Aldrin, his son Andrew and manager Christina Korp had been visiting Antarctica as tourists on a trip organized by the White Desert tour company. They left last Tuesday from South Africa. “South Pole here I come!” Aldrin wrote on Twitter at the time.

He said the trip began well, and that he’d been planning to spend time with scientists who were studying what it would be like to live on Mars because the conditions in Antarctica were similar.

“I had been having a great time with the group at White Desert’s camp before we ventured further south,” he said.

“I started to feel a bit short of breath so the staff decided to check my vitals. After some examination they noticed congestion in my lungs and that my oxygen levels were low, which indicated symptoms of altitude sickness.”

Aldrin said he was put on the next flight, a ski-equipped LC-130 cargo plane that took him to McMurdo Station, a U.S. research center on the Antarctic coast. “Once I was at sea level I began to feel much better,” he said.

From there he was flown to Christchurch, where he arrived at 4:30 a.m. on Friday. His manager described the evacuation as “grueling.” She posted a picture of Aldrin on his hospital bed, on oxygen and with an IV in his left arm.

The following day he was looking upbeat as he welcomed NASA Deputy Administrator Dava Newman.

Aldrin posted a photo of himself wearing pajamas and sitting up in bed with Newman by his side. Both were giving the thumbs-up sign.

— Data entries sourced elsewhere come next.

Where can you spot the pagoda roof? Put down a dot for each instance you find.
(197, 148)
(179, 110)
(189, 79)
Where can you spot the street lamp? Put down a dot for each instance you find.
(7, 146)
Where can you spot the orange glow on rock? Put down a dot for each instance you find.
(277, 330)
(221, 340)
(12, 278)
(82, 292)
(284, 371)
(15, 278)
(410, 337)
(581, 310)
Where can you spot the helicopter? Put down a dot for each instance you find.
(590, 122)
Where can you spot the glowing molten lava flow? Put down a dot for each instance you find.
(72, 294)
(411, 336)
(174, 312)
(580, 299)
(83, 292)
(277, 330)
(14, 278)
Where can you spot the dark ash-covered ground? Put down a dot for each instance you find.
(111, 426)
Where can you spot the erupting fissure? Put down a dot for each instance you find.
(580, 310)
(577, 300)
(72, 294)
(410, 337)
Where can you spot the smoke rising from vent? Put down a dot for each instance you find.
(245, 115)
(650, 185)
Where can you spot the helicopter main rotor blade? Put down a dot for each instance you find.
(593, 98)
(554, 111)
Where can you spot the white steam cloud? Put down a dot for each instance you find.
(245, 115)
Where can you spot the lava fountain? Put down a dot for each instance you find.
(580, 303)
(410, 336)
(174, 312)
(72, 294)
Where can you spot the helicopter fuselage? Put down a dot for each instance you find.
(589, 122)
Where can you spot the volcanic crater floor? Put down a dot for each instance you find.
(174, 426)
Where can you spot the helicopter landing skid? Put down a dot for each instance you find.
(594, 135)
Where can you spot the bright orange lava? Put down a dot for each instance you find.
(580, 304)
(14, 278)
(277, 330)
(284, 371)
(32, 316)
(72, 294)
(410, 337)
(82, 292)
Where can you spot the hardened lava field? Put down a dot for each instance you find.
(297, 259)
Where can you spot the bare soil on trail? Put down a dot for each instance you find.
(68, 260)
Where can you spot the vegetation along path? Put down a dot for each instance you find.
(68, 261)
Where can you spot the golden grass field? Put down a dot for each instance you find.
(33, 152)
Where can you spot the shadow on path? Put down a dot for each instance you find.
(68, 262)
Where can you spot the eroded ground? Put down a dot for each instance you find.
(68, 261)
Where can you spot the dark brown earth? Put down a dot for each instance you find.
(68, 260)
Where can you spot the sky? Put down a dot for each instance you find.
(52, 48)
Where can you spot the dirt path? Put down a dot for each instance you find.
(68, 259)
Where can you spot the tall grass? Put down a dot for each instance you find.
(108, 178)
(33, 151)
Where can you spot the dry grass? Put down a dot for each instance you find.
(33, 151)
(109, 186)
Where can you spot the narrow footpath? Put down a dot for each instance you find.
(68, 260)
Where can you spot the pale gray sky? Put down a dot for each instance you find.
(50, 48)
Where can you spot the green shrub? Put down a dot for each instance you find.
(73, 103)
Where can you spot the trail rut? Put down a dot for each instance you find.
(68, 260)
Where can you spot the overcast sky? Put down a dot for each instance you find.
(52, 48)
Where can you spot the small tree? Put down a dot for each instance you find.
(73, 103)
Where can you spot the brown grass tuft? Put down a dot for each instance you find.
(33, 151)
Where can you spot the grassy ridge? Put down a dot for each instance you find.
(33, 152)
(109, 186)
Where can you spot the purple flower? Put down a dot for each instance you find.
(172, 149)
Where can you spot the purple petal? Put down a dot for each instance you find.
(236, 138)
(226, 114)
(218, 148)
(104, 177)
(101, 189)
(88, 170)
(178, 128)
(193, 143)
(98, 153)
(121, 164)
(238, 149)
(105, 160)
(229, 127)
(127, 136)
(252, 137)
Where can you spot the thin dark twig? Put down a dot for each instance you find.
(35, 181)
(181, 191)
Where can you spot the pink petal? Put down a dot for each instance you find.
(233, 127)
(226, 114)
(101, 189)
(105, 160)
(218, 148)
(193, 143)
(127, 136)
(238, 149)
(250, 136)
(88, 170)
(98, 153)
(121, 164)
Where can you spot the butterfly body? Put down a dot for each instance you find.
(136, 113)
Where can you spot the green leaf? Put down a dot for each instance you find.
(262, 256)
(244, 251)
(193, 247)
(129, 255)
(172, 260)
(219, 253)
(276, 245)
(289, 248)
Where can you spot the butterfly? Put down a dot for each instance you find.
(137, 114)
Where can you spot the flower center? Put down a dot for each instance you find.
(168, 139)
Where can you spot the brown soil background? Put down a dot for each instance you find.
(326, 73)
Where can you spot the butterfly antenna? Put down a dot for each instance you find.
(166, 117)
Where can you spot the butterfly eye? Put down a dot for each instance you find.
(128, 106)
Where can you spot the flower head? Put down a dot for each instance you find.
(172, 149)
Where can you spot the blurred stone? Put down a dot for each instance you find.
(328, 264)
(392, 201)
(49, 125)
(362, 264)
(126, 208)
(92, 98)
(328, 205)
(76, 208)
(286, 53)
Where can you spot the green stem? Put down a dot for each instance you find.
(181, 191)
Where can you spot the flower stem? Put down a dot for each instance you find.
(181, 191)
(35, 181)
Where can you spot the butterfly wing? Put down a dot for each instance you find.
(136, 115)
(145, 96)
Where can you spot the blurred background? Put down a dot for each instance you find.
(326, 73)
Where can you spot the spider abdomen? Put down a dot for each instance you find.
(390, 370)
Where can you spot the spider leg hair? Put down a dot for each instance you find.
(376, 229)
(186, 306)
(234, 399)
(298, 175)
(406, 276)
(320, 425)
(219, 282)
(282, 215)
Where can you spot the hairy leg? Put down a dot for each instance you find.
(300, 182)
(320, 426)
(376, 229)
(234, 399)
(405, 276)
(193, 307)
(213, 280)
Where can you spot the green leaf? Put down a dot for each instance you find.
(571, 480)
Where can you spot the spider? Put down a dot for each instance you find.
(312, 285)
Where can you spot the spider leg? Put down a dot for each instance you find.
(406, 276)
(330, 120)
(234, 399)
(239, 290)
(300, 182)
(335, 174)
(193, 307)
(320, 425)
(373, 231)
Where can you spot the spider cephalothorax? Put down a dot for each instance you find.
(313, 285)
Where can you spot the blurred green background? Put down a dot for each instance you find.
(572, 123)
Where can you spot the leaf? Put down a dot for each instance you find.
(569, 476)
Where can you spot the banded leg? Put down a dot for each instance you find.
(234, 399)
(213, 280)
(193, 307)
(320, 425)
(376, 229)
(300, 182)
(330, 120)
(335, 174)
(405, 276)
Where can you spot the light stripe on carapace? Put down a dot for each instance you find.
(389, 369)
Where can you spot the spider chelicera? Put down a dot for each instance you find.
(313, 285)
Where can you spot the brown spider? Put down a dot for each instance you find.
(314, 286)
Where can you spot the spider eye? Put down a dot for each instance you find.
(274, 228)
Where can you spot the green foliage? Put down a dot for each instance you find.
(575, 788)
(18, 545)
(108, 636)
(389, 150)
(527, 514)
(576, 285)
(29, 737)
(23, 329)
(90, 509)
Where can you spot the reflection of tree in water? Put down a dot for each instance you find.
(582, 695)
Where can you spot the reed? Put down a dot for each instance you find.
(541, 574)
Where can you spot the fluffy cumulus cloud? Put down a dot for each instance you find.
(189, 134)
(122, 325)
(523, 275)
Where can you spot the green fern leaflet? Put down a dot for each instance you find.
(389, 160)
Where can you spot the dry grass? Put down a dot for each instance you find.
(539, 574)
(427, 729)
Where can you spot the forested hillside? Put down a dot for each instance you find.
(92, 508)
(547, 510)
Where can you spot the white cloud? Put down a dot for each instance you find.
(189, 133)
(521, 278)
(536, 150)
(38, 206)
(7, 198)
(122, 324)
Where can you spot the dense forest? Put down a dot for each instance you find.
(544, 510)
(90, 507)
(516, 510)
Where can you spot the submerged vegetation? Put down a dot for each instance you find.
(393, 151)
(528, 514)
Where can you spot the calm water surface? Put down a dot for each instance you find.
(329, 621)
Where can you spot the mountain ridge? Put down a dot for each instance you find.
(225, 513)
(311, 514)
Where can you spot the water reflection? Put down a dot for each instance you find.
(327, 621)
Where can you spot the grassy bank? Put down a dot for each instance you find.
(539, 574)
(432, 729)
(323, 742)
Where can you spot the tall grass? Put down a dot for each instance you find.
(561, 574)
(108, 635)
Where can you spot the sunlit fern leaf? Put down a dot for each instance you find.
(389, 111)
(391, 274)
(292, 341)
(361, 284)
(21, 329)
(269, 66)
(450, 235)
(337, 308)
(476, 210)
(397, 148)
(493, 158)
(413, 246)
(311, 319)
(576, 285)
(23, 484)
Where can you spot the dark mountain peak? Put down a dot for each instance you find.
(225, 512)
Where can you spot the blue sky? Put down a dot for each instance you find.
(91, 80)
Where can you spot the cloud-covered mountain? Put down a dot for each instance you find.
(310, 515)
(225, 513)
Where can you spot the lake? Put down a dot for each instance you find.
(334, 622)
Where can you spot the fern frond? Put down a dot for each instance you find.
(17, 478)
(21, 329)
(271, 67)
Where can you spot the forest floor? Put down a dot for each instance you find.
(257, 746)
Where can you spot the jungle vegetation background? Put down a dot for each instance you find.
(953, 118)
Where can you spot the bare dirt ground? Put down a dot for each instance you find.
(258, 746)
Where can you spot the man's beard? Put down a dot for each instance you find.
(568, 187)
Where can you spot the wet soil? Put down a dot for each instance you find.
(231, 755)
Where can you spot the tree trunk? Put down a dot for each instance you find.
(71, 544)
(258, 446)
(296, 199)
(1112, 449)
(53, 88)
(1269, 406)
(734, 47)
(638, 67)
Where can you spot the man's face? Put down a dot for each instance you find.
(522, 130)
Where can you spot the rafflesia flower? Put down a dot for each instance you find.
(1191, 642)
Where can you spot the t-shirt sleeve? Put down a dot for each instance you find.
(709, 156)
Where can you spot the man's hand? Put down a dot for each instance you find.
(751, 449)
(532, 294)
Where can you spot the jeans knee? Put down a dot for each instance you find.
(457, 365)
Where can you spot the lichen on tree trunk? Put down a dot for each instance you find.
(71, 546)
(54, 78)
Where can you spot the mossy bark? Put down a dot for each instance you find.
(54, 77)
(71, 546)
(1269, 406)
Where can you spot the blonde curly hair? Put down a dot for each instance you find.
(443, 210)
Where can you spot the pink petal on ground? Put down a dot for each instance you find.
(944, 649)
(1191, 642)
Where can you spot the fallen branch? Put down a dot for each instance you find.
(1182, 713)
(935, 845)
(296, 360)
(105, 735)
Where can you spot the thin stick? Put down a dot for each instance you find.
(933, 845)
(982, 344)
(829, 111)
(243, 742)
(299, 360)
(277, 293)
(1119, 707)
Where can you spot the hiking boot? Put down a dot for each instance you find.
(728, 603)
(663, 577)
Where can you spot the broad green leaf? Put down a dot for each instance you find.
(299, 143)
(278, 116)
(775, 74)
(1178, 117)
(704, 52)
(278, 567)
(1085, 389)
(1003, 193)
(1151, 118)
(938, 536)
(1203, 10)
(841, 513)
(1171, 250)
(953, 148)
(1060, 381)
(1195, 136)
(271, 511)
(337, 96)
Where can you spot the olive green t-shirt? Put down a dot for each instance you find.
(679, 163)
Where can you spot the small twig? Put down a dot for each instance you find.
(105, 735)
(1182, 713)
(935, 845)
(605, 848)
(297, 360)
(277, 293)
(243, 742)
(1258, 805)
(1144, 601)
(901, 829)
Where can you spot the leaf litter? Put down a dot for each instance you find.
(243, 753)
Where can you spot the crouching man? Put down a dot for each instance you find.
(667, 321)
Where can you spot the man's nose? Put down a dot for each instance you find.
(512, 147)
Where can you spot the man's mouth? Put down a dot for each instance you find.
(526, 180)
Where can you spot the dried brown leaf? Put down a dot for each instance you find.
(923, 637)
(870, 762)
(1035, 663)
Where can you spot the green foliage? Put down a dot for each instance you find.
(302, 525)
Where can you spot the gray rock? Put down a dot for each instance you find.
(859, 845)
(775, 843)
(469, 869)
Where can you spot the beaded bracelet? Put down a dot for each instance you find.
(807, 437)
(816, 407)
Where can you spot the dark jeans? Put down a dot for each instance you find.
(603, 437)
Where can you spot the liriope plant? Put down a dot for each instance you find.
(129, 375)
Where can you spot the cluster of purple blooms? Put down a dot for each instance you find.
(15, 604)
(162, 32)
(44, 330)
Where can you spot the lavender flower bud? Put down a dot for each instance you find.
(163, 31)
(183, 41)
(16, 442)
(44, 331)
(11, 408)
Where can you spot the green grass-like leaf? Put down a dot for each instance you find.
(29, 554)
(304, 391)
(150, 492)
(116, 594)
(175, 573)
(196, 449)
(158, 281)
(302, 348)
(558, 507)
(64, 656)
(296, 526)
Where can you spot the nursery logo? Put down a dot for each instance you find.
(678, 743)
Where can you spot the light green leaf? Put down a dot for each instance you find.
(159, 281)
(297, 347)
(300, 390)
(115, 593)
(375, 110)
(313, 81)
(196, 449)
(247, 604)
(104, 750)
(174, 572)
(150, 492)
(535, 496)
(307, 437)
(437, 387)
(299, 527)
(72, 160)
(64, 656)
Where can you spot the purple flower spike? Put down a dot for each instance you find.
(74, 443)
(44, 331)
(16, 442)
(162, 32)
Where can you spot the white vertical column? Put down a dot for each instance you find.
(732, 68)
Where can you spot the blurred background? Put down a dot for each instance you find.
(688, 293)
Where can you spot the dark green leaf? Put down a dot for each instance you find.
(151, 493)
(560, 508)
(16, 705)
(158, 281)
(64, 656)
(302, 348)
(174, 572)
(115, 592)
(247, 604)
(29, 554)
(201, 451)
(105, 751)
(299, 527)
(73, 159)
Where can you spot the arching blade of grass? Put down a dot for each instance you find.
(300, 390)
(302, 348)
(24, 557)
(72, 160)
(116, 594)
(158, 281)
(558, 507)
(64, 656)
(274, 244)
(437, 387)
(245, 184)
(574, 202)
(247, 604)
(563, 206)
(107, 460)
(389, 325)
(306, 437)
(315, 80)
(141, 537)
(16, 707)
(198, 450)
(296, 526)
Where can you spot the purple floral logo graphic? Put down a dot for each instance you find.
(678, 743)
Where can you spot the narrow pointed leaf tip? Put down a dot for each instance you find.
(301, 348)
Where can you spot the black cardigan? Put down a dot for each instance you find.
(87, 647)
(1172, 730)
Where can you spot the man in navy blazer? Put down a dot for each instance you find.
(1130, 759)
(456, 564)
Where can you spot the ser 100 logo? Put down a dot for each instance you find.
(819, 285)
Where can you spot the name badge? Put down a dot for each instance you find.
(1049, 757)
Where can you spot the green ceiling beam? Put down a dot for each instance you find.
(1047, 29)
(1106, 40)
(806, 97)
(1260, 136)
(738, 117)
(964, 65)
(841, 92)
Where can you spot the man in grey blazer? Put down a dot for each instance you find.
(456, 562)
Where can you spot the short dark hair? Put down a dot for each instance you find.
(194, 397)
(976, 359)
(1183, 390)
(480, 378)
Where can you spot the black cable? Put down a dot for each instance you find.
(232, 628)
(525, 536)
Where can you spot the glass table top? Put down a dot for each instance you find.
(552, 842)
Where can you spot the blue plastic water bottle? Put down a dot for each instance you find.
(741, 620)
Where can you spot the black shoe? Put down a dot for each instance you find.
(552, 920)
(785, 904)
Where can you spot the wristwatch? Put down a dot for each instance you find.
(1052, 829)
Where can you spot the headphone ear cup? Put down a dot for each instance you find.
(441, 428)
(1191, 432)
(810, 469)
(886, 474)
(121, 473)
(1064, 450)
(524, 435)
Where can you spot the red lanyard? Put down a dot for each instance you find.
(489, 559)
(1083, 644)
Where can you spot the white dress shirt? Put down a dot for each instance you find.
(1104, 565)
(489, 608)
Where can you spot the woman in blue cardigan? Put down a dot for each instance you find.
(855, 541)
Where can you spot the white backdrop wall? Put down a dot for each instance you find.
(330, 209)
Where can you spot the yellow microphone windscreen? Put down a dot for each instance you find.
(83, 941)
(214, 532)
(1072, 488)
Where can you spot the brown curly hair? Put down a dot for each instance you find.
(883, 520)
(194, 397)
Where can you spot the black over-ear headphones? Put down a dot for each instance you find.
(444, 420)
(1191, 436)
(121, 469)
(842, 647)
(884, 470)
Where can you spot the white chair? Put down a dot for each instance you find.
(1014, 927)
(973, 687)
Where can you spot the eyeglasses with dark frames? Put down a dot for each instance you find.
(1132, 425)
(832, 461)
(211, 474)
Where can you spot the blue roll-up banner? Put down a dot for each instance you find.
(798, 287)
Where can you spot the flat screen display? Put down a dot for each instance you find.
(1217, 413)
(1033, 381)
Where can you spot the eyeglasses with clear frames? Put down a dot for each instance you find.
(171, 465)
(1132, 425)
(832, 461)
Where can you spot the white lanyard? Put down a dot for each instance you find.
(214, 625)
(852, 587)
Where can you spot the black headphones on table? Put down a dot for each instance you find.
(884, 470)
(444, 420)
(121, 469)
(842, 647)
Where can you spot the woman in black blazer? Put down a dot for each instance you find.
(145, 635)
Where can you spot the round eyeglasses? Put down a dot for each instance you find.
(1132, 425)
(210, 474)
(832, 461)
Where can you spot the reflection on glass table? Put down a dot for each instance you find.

“I had a surprise visitor this morning. My longtime friend,” Aldrin wrote. “She beat me to the South Pole by one day.”

Korp, his manager, wrote on Twitter that “Buzz is ok. Resting but flirting with all the nurses!”

She said she’d told Aldrin he now holds the record as the oldest person to reach the South Pole, according to the National Science Foundation.

“He’ll be insufferable now,” she wrote.

Indeed, the achievement completes a remarkable list of extreme locations visited by Aldrin. In 1966, he spacewalked while in orbit. In 1969, he and Neil Armstrong became the first men to walk on the moon.

In 1996, Aldrin voyaged to the bottom of the North Atlantic in a mini-submarine to view the Titanic. A couple of years later, he travelled to the Arctic aboard a Russian icebreaker.

Aldrin is now focusing on getting back to his home in Satellite Beach, Florida, which is not far from Cape Canaveral and its launch pads. But he’s eyeing more distant horizons.

“I’m looking forward to getting home soon to spend Christmas with my family and to continue my quest for … a permanent settlement on Mars,” he said in his statement. “You ain’t seen nothing yet!”